My breath hitched. “No,” I whispered, taking her hand in mine. “Truth or dare?”
She flashed me a grin. “Dare.”
“I dare you to go for a walk on the beach with me.”
“I thought we were trying to focus on just work.”
“You mean a walk on the beach isn’t work?” I asked playfully.
“Not with you,” she said.
I couldn’t argue. Truthfully, I wanted to get to know her better. “Let’s talk more.”
I toed off my sneakers and left them on the entrance to the beach next to her flip-flops as we headed along the sand, the ocean waves gently lapping against the shore in a peaceful night rhythm. “You said you appointed yourself as a private detective for your mom. What made you want to do it?”
“Eli screwed around on her for years.”
I burned. “There’s a special place in hell for people who do that.”
“Maybe there is. The hard part is I kind of had a feeling.” She sounded a touch guilty.
“Why do you say that?” I asked.
“He had so many friends who were women. Maybe they were colleagues. I didn’t want to think he was cheating, that he’d hurt our family like that. I sort of hid from the truth at first myself, but even when it was clear what was going on, I wasn’t sure if I should say something or not. Was it my place to tap my mom’s shoulder and say, ‘ Mom, do you think your husband’s screwing the assistant? ’ But she learned about it on her own, and he groveled, and she tried again. But it didn’t work.”

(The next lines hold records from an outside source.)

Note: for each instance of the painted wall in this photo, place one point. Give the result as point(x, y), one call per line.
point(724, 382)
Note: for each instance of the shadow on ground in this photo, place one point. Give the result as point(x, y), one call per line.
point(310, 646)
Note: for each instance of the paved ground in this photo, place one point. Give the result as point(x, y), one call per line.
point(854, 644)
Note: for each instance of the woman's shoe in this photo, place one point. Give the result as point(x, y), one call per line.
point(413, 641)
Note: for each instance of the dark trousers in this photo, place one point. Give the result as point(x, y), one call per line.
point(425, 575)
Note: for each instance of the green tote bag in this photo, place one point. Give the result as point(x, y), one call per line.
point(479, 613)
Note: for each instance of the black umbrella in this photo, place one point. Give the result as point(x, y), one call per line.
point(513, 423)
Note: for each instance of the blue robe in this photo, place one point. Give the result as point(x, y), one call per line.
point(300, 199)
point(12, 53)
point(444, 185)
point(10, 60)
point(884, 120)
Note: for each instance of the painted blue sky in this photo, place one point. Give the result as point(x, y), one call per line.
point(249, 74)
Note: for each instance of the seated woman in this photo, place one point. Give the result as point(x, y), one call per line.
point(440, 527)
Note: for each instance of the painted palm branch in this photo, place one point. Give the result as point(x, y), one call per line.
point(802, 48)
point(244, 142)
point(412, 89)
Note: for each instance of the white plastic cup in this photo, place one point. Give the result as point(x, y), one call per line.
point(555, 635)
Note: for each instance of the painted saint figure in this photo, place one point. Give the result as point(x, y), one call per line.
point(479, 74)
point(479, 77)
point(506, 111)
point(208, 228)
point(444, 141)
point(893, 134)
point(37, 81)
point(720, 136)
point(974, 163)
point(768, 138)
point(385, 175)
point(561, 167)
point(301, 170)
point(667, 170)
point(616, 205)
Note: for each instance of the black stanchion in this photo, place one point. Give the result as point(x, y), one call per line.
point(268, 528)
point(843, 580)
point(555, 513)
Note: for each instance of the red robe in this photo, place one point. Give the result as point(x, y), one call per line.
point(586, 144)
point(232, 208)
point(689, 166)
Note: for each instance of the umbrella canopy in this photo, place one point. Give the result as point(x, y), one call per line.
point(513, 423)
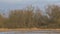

“She’d had enough of him?”
“Yes. At that point, my brother and I were both out of the house and living on our own, so she no longer felt that obligation that I think was the biggest driving factor for her in staying with him when I was younger. They got divorced, but he’s a very shrewd man and knows how to manipulate. He was able to get away with pretty much everything and leave her with very little.”
I scoffed. Guys like that were the worst. “That’s just shitty.”
“Yup,” she said with a resigned sigh, then she stopped and ran her finger over the pendant of the silver necklace she wore. “My mom is great though. We’re really close. I basically adore her. She’s incredibly supportive of me and my business. She made this for me. That’s what she does—makes jewelry.”
Gently, I brushed my thumb across the miniature treasure chest, grazing the soft skin of her chest. “This is lovely,” I said. I wasn’t just talking about the necklace.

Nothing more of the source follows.